女性 40代 会社員
症状:腰痛
現病歴
慢性的にずっと腰に違和感があったが、ここ2ヶ月ほど仕事が忙しく座っている時間が長くなったためか、椅子から立つ時に痛みがでるようになった。痛みは徐々に強くなっており寝ている体勢から起きる時も痛みが出ることがある。朝、顔を洗う際も少し屈むだけでも違和感が出ることもある。臀部や足にかけての痺れはない。
仕事が忙しく病院には行っていないが、家にあった湿布を貼り誤魔化している状態。2週間後に出張があるため、それまでにある程度治しておかないと新幹線から降りれなくなりそうだと心配されて来院された。
鑑別診断
前屈での可動域制限があり痛みはでるものの、後屈は痛みはない。臀部や足に痺れがないことから、筋・筋膜性の腰痛を疑う。座っている時間が長くなったことにより姿勢が悪くなってしまい、腰背部に負担がかかっている状態。首や肩の硬さも顕著。全体的に筋肉緊張を取りつつ、腰や股関節の動きを改善させる。

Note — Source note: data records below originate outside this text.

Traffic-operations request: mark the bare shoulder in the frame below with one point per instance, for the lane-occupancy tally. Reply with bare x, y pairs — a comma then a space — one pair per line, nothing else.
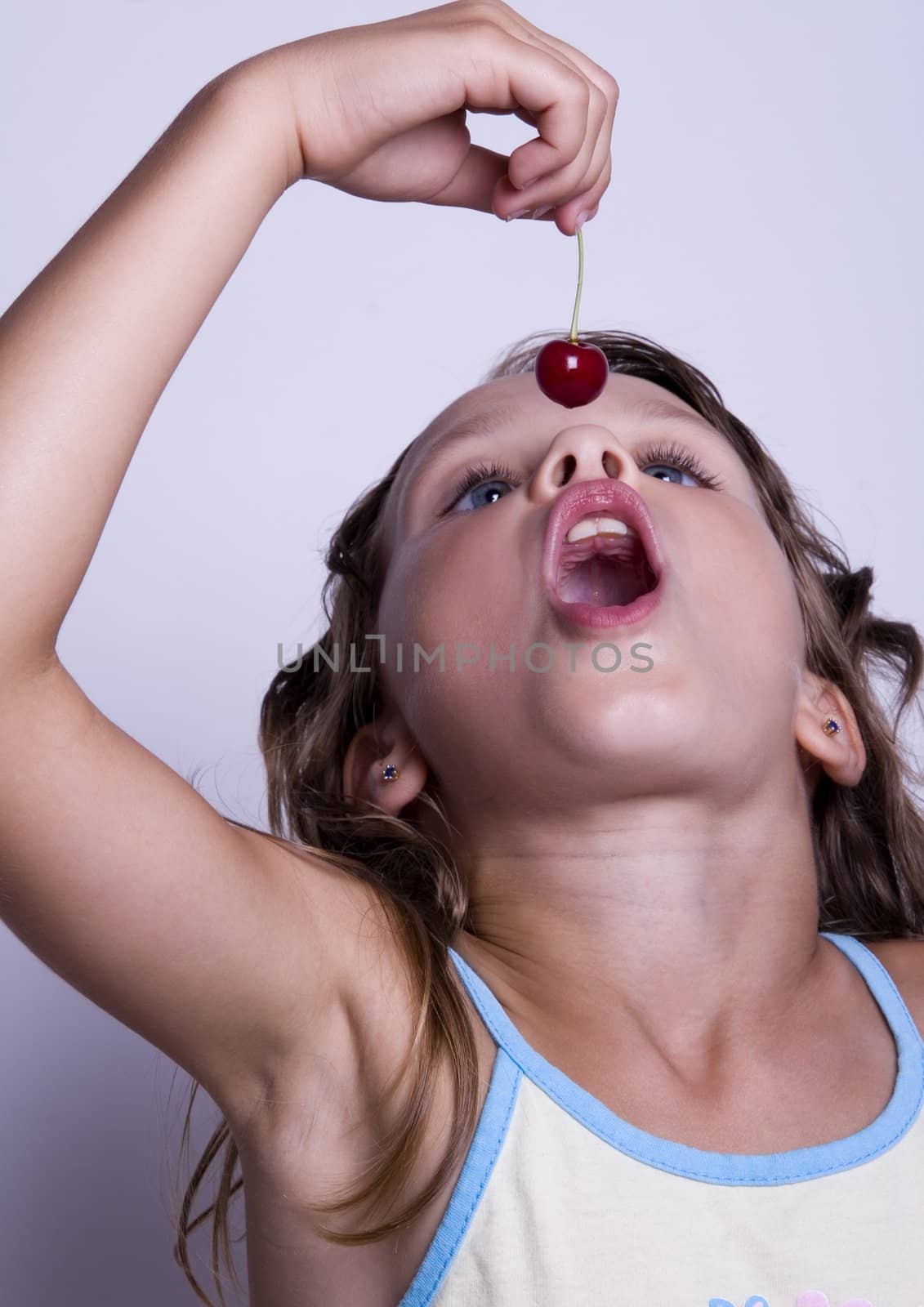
346, 1004
904, 960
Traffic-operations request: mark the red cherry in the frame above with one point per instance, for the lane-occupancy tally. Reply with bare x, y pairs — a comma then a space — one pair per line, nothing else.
571, 374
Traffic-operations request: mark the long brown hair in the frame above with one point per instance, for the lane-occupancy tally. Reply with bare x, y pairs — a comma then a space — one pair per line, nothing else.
868, 840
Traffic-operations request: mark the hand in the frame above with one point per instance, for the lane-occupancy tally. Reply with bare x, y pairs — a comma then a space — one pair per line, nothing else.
379, 111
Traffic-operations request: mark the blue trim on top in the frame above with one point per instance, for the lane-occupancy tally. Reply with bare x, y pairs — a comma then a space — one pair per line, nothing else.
483, 1154
756, 1169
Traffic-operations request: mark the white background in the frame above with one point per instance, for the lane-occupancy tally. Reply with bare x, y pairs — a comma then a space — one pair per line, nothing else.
764, 221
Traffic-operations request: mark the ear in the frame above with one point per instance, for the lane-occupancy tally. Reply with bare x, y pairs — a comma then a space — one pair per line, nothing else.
373, 748
842, 755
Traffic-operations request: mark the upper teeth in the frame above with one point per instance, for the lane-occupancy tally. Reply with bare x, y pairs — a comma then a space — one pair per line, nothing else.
599, 527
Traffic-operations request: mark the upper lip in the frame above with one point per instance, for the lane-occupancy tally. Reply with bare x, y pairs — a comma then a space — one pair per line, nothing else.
607, 496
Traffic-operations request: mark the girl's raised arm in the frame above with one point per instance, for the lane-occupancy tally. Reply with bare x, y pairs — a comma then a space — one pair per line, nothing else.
213, 943
114, 871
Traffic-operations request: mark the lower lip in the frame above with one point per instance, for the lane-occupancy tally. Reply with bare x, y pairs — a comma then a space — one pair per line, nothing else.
614, 616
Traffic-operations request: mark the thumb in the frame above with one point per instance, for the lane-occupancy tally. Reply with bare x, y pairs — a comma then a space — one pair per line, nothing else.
480, 183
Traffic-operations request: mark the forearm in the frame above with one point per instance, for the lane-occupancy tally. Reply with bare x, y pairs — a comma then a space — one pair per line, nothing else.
91, 344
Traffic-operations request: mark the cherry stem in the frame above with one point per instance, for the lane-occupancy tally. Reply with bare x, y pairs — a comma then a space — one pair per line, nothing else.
573, 335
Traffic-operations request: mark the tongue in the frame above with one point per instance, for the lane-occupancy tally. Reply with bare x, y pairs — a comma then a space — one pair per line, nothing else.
601, 582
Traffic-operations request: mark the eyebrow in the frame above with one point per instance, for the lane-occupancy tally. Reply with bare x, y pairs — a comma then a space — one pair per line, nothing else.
489, 422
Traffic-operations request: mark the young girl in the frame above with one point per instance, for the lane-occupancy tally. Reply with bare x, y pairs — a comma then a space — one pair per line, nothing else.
548, 986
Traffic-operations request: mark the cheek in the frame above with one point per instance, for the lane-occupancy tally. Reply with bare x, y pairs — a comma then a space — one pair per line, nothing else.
751, 614
457, 592
458, 587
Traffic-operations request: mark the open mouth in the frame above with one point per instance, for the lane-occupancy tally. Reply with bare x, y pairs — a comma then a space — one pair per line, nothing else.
604, 572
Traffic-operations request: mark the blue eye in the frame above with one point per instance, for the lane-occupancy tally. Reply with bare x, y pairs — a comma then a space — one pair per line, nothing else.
483, 475
680, 461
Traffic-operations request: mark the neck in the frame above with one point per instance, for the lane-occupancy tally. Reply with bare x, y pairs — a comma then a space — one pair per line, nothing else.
658, 926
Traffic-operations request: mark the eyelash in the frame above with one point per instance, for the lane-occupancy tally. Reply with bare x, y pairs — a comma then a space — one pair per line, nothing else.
667, 455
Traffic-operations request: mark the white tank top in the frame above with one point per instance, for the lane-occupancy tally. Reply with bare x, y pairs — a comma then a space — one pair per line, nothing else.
564, 1204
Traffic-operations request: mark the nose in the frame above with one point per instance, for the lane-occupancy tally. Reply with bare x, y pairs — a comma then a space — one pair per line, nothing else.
584, 453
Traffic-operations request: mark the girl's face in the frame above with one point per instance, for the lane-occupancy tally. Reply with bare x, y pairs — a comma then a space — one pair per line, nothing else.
703, 696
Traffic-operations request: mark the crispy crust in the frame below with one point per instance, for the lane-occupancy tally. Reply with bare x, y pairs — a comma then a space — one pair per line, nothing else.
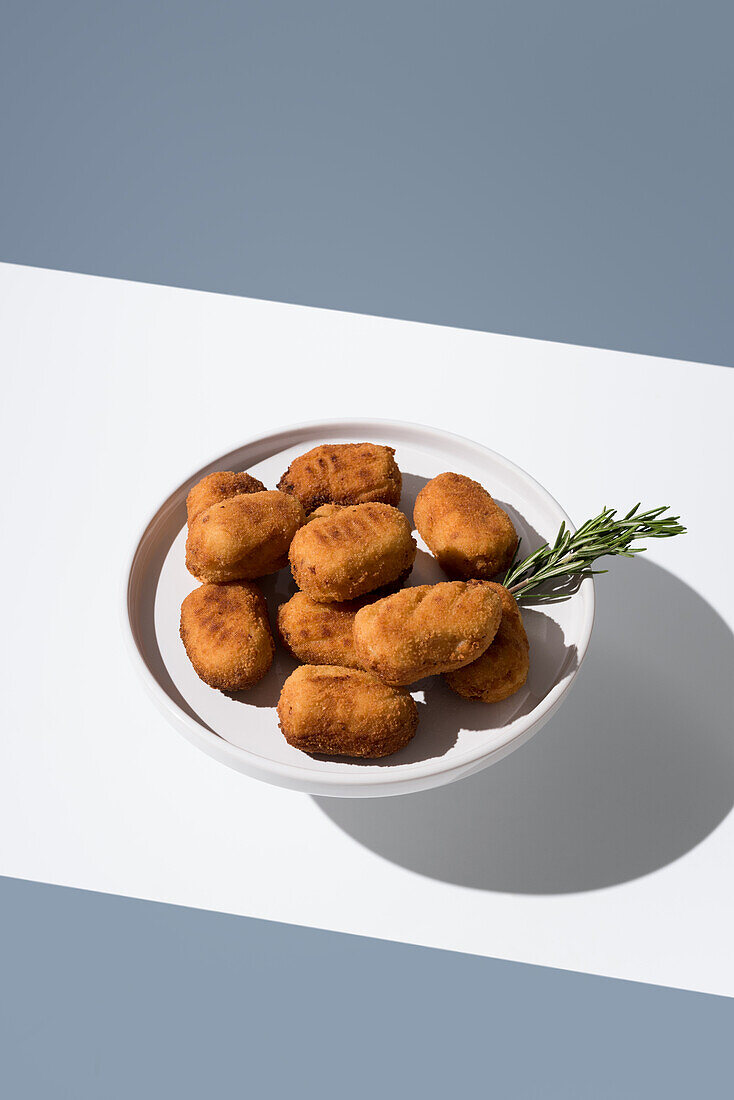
243, 537
503, 668
427, 629
219, 486
319, 634
460, 523
227, 636
344, 712
343, 473
352, 551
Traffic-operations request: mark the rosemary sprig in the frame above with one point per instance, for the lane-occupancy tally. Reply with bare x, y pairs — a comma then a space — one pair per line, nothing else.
562, 565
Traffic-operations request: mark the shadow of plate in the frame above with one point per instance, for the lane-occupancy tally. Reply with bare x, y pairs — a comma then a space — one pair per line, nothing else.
634, 771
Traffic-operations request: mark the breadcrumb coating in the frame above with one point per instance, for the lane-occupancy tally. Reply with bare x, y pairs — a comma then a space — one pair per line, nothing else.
243, 538
427, 629
352, 551
503, 668
226, 634
343, 473
463, 527
344, 712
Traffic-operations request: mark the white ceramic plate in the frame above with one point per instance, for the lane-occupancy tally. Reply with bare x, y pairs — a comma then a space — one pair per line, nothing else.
456, 737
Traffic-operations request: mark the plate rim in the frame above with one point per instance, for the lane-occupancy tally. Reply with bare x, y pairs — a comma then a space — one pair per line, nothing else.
425, 773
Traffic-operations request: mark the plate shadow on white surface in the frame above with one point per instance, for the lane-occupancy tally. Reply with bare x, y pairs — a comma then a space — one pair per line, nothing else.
634, 771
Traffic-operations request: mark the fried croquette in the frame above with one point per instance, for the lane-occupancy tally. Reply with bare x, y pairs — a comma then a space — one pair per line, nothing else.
319, 634
219, 486
462, 526
428, 629
227, 636
344, 712
503, 668
351, 552
324, 509
244, 537
343, 473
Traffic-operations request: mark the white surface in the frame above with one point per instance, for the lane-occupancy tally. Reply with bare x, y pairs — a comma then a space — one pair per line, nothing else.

腰椎椎間板ヘルニア、脊柱管狭窄症、仙腸関節に関する検査は全て陰性。
治療法
首や肩の阿是穴に単刺をし、その後、上大椎(かみだいつい)、膏肓(こうこう)、神道(しんどう)に刺鍼。ストレスなどの反応が出やすい膏肓に置鍼をした。腰は腰方形筋などの硬さが強かったため筋肉の付着部などを緩めた。腰痛において股関節周りや臀部のアプローチも重要であるため、股関節周りや中殿筋にも刺鍼を。硬結のある環跳(かんちょう)に置鍼した。
仕事柄、座っている姿勢が多いことから、お腹が縮こまり内臓などを圧迫していると考え、腹部もマッサージと気になる部位に単刺をした。最後に臀部、大腿部のストレッチを行い、下肢全体の血流を良くし施術終了。
出張前に3回来院され、3回目の治療終了後には起きる時や屈む時などの痛みは消失。長時間座っているとたまに違和感はでるが、すっと立てるようになった。
出張に行く日の朝に中殿筋と大腿部の筋肉を伸ばしてから動くこと、新幹線内では腰が丸まらないように腰の部分にペットボトルか丸めたタオルを入れて座ることを勧めた。